Well they say that growth is finite. And if that is the case, then in Megan's case, this insane receivables bubble will burst SOON. And when it does, 430.354 million of trade receivables will cause SEVERE DAMAGE to the company!

Consider the following issue. Let's go back in time to March 2004. The following is an excerpt from Surf 88 (an independant investment website which no longer exists)
  • Exceptional boost. Megan Media (RM3.32, stock code 7101) recognised RM12.8M negative goodwill in its Nov 03 – Jan 04 quarter from the acquisition of MJC (Singapore) Pte Ltd (MJCS), propelling a more than doubling in sequential net profit. This is also the case on cumulative nine-month basis (May 03 – Jan 04 against May 02 – Jan 03).

    Excluding the exceptional item which had no cashflow implications, Megan Media still posted a commendable performance within our expectations. Nine-month sales more than doubled from the corresponding period last year on the back of continual capacity expansion, offsetting pricing pressures from DVD-R to still drive pretax profit 36% higher. Note that the nine-month results included about one month contribution from MJCS, without which turnover would have still expanded by 127%.

    Still promising outlook. The outlook for Megan Media remains promising as the merged entity (with MJCS) continues to raise capacity to strengthen its industry positioning while improving economies of scale. This would compensate lower prices for DVD-R, while CD-R prices are expected to be stable in comparison.

    Incorporating MJCS, Megan Media’s production capacity has increased by 50%. Meanwhile, the first production line in its new factory, which will add another 1.5x capacity upon full commissioning, is expected to start commercial production soon. The new factory can house 22 lines eventually, of which 10 lines will be installed in stages for 2004. The new lines are switchable between CD-R and DVD-R production, although Megan Media plans to focus more on DVD-R which it expects to outpace the growth of CD-R next year.

This one sentence caught my attention.

  • Note that the nine-month results included about one month contribution from MJCS, without which turnover would have still expanded by 127%.

So Megan's purchase of MJC drew a lot of flak because it was a related-party transaction, in which Yeo Wee Siong (Executive Director and substantial shareholder of Megan) and Yeo Wee Koon (substantial shareholder of Megan) jointly controlled MJCS.
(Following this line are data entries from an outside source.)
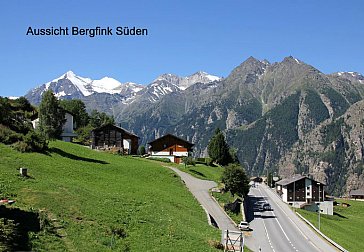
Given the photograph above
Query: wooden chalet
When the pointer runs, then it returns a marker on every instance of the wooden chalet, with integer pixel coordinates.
(170, 146)
(113, 137)
(302, 191)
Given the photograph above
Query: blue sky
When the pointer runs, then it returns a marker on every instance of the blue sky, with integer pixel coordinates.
(183, 37)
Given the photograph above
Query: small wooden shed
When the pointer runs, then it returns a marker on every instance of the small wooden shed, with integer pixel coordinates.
(111, 136)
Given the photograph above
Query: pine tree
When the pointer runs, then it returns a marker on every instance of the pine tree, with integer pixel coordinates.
(235, 180)
(218, 149)
(78, 109)
(51, 116)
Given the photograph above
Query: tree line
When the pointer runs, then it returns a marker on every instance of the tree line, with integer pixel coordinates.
(234, 176)
(16, 118)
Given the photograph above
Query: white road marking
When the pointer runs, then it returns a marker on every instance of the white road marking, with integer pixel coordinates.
(266, 232)
(297, 227)
(276, 218)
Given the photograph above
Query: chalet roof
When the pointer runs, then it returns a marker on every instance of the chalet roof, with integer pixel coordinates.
(294, 178)
(358, 192)
(173, 136)
(115, 127)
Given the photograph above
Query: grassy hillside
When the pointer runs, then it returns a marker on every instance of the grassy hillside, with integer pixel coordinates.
(346, 225)
(93, 201)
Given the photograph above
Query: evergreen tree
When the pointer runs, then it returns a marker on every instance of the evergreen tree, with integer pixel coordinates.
(235, 180)
(98, 119)
(78, 109)
(51, 116)
(218, 149)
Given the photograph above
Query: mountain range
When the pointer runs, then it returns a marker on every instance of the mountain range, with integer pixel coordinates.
(285, 117)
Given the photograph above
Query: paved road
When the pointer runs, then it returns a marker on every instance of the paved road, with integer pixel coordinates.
(280, 229)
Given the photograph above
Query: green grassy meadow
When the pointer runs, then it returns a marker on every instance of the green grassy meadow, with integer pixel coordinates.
(346, 225)
(93, 201)
(204, 172)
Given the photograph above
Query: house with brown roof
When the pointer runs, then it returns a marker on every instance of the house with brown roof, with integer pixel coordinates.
(171, 147)
(303, 191)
In another posting by Surf 88,

  • …while raising net debt to 1.9x shareholders’ funds. At the same time though, one would have to keep a closer watch on Megan’s post-acquisition balance sheet. On its own and following aggressive expansion, Megan’s net debt has been raised to RM101M, or 62% of shareholders’ funds as of Jan 2003. Servicing ability though looked well manageable with pretax interest cover of above 4x in the latest quarter ended Jan 2003. Post acquisition, Megan would have to take on RM97M in purchase funding, as well as another RM135M borrowings currently under MJCS. On a pro-forma basis, group net debt would be raised to about 1.9x shareholders’ funds, after incorporating MJCS’ proposed sale of Megan shares.

The point was the Yeo's sold their company to Megan and along with it rm135 million in borrowings.
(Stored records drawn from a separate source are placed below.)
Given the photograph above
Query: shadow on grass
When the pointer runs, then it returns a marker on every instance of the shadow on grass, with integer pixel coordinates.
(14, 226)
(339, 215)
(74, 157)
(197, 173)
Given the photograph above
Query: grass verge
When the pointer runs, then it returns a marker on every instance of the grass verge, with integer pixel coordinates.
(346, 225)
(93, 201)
Now that's not all. That's old news. What I wanted to focus on is the receivables issue and note when this receivables really started to snowball.

Since MJC started contributing earnings to Megan back in March 2004, I would just do a simple before and after comparison.
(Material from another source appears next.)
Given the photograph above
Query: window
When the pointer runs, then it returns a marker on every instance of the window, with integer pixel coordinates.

22nd Dec 2003. Quarterly rpt on consolidated results for the financial period ended 31/10/2003 ( Receivables at 88.933 million)

30th March 2004. Quarterly rpt on consolidated results for the financial period ended 31/1/2004 (Surf 88 stated that MJC started contributing earnings for this quarter. Receivables is now at 158.130. Receivables ballooned by 69.197 million. How much was it contributed by MJC? )

29th June 2004. Quarterly rpt on consolidated results for the financial period ended 30/4/2004 (receivables now at 189.964 million)

How?

Again my question is simple. How much did MJC contributed to this receivables issue?

Which is why in Re Megan again I brought up the issue that Yeo Wee Siong is now longer a majority shareholder! And given what had transpired, it's not too difficult to understand why! See how Yeo had sold his company which had high debts to Megan? See how Megan's receivables started to inflate after this MJC purchase?

Anyway, back to the receivables issue. I remembered this morning that I had posted on this issue before. ( see http://whereiszemoola.blogspot.com/2006/02/trade-receivables.html )And this is what I wrote back then.

  • I believe I have mentioned several times on the issue of trade receivables issue in Megan Media. (see Megan: Part VIII )

    I was shifting through some of my old market notes and issues on our listed shares, I came across this incident regarding Bintai Kinden.

    Have a look inside the following quarterly earnings announcement. Click on the attached excel worksheet attached.

    Quarterly rpt on consolidated results for the financial period ended 31/3/2005

    Look into the balance sheet and look for the trade receivables amount. It showed Bintai Kinden had a huge trade receivables amounting to 373.841 million versus 215.411 million. Which is a good example of a company's having a build-up in their trade receivables.

    Just for the record, that quarterly earnings was announced on 31st May 2005 and Bintai Kinden announced a net loss of 13.843 million for fiscal year 2005.

    A couple of months later, 29th July 2005, Bintai Kinden made another announcement. See below:

    Variance between audited and unaudited results for the financial year ended 31 March 2005

    The Board of Directors of Bintai Kinden Corporation Berhad ("the Company") wishes to announce that the Group's audited loss after tax and minority interest for the financial year ended 31 March 2005 was RM19,149,000 as compared to the unaudited Interim Report for the same financial year announced on 31 May 2005 of RM13,843,000.

    The deviation was mainly attributable to the trade receivables due from a sub-contractor to a subsidiary company of the Group whose sub-contractor's agreement with the subsidiary company was terminated during the financial year. Subsequently, the subsidiary company made an allowance for doubtful debts of RM6.5 million notwithstanding that the company is in the process of recovering the amount due from the sub-contractor.


    The issue here is not on Bintai Kinden but the deviation in earnings attributable to the trade receivables, forcing an allowance for doubtful debts of 6.5 million to be made.

    Point is .. when trade receivables keeps on increasing each single quarter, then it is utmost prudent that the investor be on the alert... for these trade receivables can easily be re-classified as doubtful debts! Which ultimately means the company did not earn as much money as it reported it did!

    So when a company's earning report keeps showing an increase in trade receivables... then it's best we be on the alert!

    Remember the old salesman saying again... a sale is not a sale until the money is pocketed!

See how the trade receivables were re-classified as doubful debts? So do note.

  • Point is .. when trade receivables keeps on increasing each single quarter, then it is utmost prudent that the investor be on the alert... for these trade receivables can easily be re-classified as doubtful debts!

And for Megan's case, this trade receivables is now at 430.354 million.

How much is 430.354 million?

How about these comparisons? The receivables is now 15x Megan's cash on hand. The receivables is now 48.4% of its total borrowings. Scary?

Now consider this.

We know that these receivables which has COMPOUNDED at a rate of 66.4% since 2003.

We know that such growth is clearly not sustainable and sooner but not later it will go burst and when it does, the question that needs to be asked is how much of these receivables will be classified as doubtful/bad debts?

And when this happens, mark my words, the damages will be severe!